Remote collections contain a shadow or mirror copy of data streamed from a remote data source. The remote data source can be a Kafka pipeline or a Couchbase database. A remote collection is associated with a link that provides authentication and connection information for the remote data source. When the link is connected to the remote source, Capella Analytics streams data from the remote source into the collection. This streaming means that the remote collection has a local replica of the data in the data source. When the link is disconnected, the collection retains the data as it was when the link disconnected. Queries on remote collections are efficient because of the local shadow copy of the streamed data.

The remote collection also contains metadata about the data format of the remote source as well as optional data filters.

You can use the Capella Analytics UI or the SQL++ CREATE COLLECTION statement to add a remote collection.
External collections let you query data stored in an S3 bucket. Like remote collections, they are associated with a link. Unlike remote collections, Capella Analytics does not copy data from the external data source into the external collection. Instead, every query reads data from the external storage ___location. The external collection contains just the metadata necessary to read data from the S3 bucket. As a result, Capella Analytics cannot index external collections.

You can use the Capella Analytics UI or a CREATE EXTERNAL COLLECTION SQL++ statement to add an external collection.
Standalone collections allow you to assemble and manipulate groups of documents on an as-needed basis. These are stored, manipulated, and managed locally. Standalone collections do not use links.

You populate these collections with data by importing data files or by using SQL++ statements to INSERT, COPY INTO, and otherwise add and update documents in a purpose-built collection.

You can use the Capella Analytics UI or a CREATE COLLECTION SQL++ statement to add a standalone collection.

Links

A link is a metadata store for the authorization and authentication credentials that Capella Analytics uses when connecting to a remote or external data source. Links exist outside of the database > scope > collection hierarchy in a Capella Analytics cluster. You can associate multiple collections in different scopes with a single link.

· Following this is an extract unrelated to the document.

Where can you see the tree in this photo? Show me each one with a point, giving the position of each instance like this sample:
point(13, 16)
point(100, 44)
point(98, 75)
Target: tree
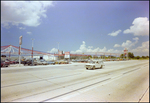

There are two types of links:

Remote links have connected and disconnected states. When connected, the link provides continuous, real-time updates to the data shadowed in its associated Capella Analytics remote collections.

You incur charges when you connect a remote link.
External links contain the credentials Capella Analytics needs to access an external storage ___location. These links do not have connected or disconnected states. Instead, each time you query an associated external collection, Capella Analytics connects to the external data storage to read its data.

You use the Capella Analytics UI to add links. See Stream Data from Remote Sources or Set Up an External Data Source.

Other Objects

At the same hierarchical level as collections—within a database and scope—you create views and tabular views, synonyms, and user-defined indexes and functions.

To create views and tabular views, you can use the Capella Analytics UI or a CREATE VIEW SQL++ statement.
You use SQL++ statements to create synonyms and user-defined functions.
You also create indexes on individual remote and standalone collections with SQL++ statements. See Indexes.